I'm unsure why you want this, but here goes...
Using ideas from this answer to convert a mapped type to an intersection of functions that we can then match against different type parameters, we can define ToTuple in a way that will work for a fixed maximum number of members of the original interface.
type IntersectionOfValues<T> =
{[K in keyof T]: (p: T[K]) => void} extends
{[n: string]: (p: infer I) => void} ? I : never;
type IntersectionOfFunctionsToType<F, T> =
F extends {
(na: infer NA, a: infer A): void;
(nb: infer NB, b: infer B): void;
(nc: infer NC, c: infer C): void;
} ? [NA, A, NB, B, NC, C] :
F extends {
(na: infer NA, a: infer A): void;
(nb: infer NB, b: infer B): void;
} ? [NA, A, NB, B] :
F extends {
(na: infer NA, a: infer A): void
} ? [NA, A] :
never;
type ToTuple<T> = IntersectionOfFunctionsToType<
IntersectionOfValues<{ [K in keyof T]: (k: K, v: T[K]) => void }>, T>;
interface Person {
name: string,
age: number
}
type Args = ToTuple<Person> // ['name', string, 'age', number]
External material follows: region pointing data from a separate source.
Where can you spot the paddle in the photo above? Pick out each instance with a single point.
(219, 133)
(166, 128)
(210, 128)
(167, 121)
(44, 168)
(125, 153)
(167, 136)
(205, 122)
An alternative approach would be to use UnionToIntersection on keyof the interface, but I believe that going through a union may carry a greater risk of losing the order of the members of the interface. (I believe I've seen unions lose order in the past, though I couldn't reproduce it in tests in the playground just now.) In the solution above, it's well-established that intersections are ordered, so we are only relying on the mapped types to preserve order and the inference process in IntersectionOfValues to generate the contravariant candidates in order and intersect them in order. This is still implementation-dependent behavior, but I think it's unlikely to change.